Jaini is not just an inert revival but is a design for the present. Archaic forms such as the A (अ), Cha (च) and Chha (छ), among others, are swapped out for the more urbane forms of today. The Lla (ळ), absent from the source but common to Marathi texts, is reimagined in the same hand, as are the Latin numbers now popular among Devanagari typesetters. Rather than dilute the revival, Jaini comes in two variants: Jaini and Jaini Purva. While the former has simpler and more recognisable horizontal conjuncts, the latter retains the stacked vertical conjuncts found in manuscripts.
Updated forms of the A (अ), Cha (च) and Chha (छ). Courtesy Maithili Shingre.

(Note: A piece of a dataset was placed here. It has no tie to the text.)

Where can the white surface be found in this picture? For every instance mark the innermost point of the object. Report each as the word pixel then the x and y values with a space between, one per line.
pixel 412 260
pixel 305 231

Comparing influences of Jain calligraphy in type design.
Jaini is not the first typeface to reference Jain manuscripts. Modular Infotech’s Shree Devanagari 3605 and 4548 both take off from a similar source but only dabble in motifs while retaining familiar readable structures. However, Jaini is a more sincere examination of history, and its structures—case and point the gregarious Ha—are not for the faint-hearted. But Jaini accomplishes something more: it broadens the scope of what we consider tradition.
What is “tradition”
“Tradition” is a fungible concept. Though at times a guiding spirit, the slightest atavistic impulse renders “tradition” into a monolithic phenomenon. Implicit (complicit) in every utterance of tradition is a survivor bias: we often forget alternate histories only to find ourselves submerged in a sea of bland uniformity.
There’s been a spate of Devanagari typefaces released in the recent past. Much of this owes to the number of multinational brands looking to make their presence felt in the Indian market, with brands learning to speak the languages of the country. Fortunately, multiscript type-design assignments have shifted from an exercise in “matching to the Latin” to an exercise in “harmonising with the Latin”. Sure, that is more than a shift in semantics: designs draw from their script histories rather than simply plastering the shapes of their Latin counterparts. But the fact remains: Latin first, then the others. It doesn’t help that the Latin precedents happen to be bland bread-and-butter serifs and sans serifs which necessitate equally sedate Devanagari companions. Sure, these are limitations of the “font business”.
But display typefaces provide a refreshing escape from the strictures of commerce. They offer a glimpse of what a script can look like outside of the normative. And when designs flirt with “tradition”, albeit alternate ones, they can provide genuine typographic insights. An example of this is Pradnya Naik’s KABK project Lehiya, which distills Jain calligraphy into a genteel text-amenable typeface.
A display typeface like Jaini is only possible with a Devanagari-first approach. It is uninterested in and thus unencumbered by the Latin script. And this fact, among others, makes it important.